SPACEROCK: Music From a Metal World

ranger liu

November 12, 2021

Major: Astrophysics & Computer Science

Genre/Medium:Experimental instruments and computer music (MaxMSP, Python, Arduino Uno/Feather/Teensy, magnetometer + stepper motors, misc. electrical components, posterboard + acrylic paint, wire + ball bearings, Logic/Premiere/Photoshop)

About the work: SPACEROCK: Music from a Metal World” is an ensemble of four experimental computer music instruments, each inspired by one of the science instruments on the Psyche spacecraft. It plays music according to composition information extracted from an image, and it uses its own custom 16-note scale!

INSTRUMENTS:

Gamma Ray/Neutron Spectrometer (GRNS): PERCUSSION. Psyche’s GRNS detects neutrons and gamma rays that are emitted due to the impact of cosmic rays and high energy particles from space. SPACEROCK’s percussive instrument uses a microphone to “detect” the sound of ball bearings sliding down a wire track and impacting several surfaces. These sounds are then processed in MaxMSP.

Magnetometer: BASS. Like the Psyche spacecraft will detect the asteroid’s magnetic field with a magnetometer, SPACEROCK uses a small Arduino-compatible magnetometer to detect the magnetic field of eight suspended magnets as it moves around along a circular track. The movements of the magnetometer are encoded in the composition information from the image, and the magnetic field information is used in MaxMSP to change the pitch and timbre of the bass as the piece is played.

X-Band High Gain Antenna: LEAD. Psyche will use a new form of communication technology, Deep Space Optical Communication, to send data in photon streams.
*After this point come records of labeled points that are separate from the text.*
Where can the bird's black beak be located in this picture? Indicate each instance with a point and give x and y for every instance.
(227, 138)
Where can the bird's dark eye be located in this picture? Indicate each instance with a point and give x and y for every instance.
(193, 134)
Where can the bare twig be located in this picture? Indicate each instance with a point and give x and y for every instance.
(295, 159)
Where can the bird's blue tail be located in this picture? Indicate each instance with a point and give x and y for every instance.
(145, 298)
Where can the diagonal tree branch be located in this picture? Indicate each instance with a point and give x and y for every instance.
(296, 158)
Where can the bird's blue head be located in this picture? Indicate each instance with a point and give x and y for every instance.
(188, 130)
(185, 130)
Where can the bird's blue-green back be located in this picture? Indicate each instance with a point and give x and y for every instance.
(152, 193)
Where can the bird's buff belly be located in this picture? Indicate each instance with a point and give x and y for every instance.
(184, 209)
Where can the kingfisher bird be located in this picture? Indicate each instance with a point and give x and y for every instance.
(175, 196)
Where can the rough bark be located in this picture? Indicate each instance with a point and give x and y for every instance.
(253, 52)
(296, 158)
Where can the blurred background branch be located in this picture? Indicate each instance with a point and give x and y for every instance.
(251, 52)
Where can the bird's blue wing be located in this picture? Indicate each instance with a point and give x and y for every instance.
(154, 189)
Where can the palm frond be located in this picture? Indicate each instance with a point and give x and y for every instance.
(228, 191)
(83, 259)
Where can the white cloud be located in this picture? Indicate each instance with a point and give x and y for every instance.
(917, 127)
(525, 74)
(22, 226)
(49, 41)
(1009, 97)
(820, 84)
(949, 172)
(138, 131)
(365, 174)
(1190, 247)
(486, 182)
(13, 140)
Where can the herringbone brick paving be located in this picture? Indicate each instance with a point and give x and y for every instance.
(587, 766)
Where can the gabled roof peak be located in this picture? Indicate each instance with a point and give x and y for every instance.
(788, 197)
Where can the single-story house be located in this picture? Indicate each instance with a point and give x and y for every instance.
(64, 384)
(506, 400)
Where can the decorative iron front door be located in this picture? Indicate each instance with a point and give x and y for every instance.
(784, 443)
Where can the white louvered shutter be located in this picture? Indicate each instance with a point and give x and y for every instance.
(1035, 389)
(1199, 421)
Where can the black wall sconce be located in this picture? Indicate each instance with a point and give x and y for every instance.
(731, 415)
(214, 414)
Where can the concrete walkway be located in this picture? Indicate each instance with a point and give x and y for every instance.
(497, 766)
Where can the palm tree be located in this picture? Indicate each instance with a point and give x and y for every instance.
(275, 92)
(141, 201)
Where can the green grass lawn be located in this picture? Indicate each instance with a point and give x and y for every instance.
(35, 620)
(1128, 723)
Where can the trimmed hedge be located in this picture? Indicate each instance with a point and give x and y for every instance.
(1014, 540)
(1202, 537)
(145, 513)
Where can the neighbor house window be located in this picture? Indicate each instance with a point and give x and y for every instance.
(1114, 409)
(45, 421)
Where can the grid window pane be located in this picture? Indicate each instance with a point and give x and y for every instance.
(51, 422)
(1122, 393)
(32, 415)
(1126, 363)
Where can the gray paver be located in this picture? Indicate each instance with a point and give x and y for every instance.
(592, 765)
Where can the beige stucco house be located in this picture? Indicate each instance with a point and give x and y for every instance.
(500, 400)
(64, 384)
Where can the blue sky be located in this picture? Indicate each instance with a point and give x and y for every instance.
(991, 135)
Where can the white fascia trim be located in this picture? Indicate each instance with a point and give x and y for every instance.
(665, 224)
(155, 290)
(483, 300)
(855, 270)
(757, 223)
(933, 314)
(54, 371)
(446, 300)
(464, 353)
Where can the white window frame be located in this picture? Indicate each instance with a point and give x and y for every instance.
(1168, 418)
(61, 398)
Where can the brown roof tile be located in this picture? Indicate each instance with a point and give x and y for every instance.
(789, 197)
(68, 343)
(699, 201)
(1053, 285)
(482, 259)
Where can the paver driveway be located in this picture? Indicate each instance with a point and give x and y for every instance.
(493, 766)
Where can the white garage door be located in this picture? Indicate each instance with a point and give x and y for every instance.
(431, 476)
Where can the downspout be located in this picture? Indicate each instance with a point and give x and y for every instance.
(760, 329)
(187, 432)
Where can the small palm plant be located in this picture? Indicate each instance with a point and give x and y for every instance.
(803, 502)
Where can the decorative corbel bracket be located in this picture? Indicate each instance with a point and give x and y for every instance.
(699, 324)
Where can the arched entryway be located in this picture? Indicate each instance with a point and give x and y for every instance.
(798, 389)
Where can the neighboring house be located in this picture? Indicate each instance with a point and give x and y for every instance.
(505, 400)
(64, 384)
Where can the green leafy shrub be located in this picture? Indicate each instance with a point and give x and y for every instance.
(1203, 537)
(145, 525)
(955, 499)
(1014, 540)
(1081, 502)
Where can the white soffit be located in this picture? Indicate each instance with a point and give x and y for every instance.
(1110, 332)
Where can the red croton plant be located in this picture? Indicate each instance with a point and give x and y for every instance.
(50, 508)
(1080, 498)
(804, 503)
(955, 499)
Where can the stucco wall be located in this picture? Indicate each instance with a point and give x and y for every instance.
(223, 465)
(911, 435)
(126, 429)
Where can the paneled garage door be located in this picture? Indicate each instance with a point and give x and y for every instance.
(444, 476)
This inspired SPACEROCK’s lead instrument, which shoots out beams of light as it plays each note. Composition information for this instrument includes the pitch, duration, and color of each note.

Multispectral Imager: CHORDS. This instrument uses color information from the composition image to play a series of chords, and it displays the chords on an LED matrix. Sixteen chords are constructed from the sixteen most prevalent colors in the image, and then color data from randomly chosen pixels is used to determine the composition’s chord sequences, chord durations, and LED colors.

PROCESS: The composition information image extraction is coded in Python. I also used an Arduino Uno to control two stepper motors for the percussion and bass, an Arduino Feather to read the magnetometer, and a Teensy++ 2.0 to control the LEDs. All the sound generation (other than percussion) and sound processing is done in MaxMSP, and the final mix was done in Logic. I used granular synthesis and delay to process the percussion sounds, and I designed different FM-based voices for the lead, chord, and bass sounds (with inspiration taken from DX7 patches). The video was edited in Premiere, and the graphics were made with Photoshop and Sketches Pro.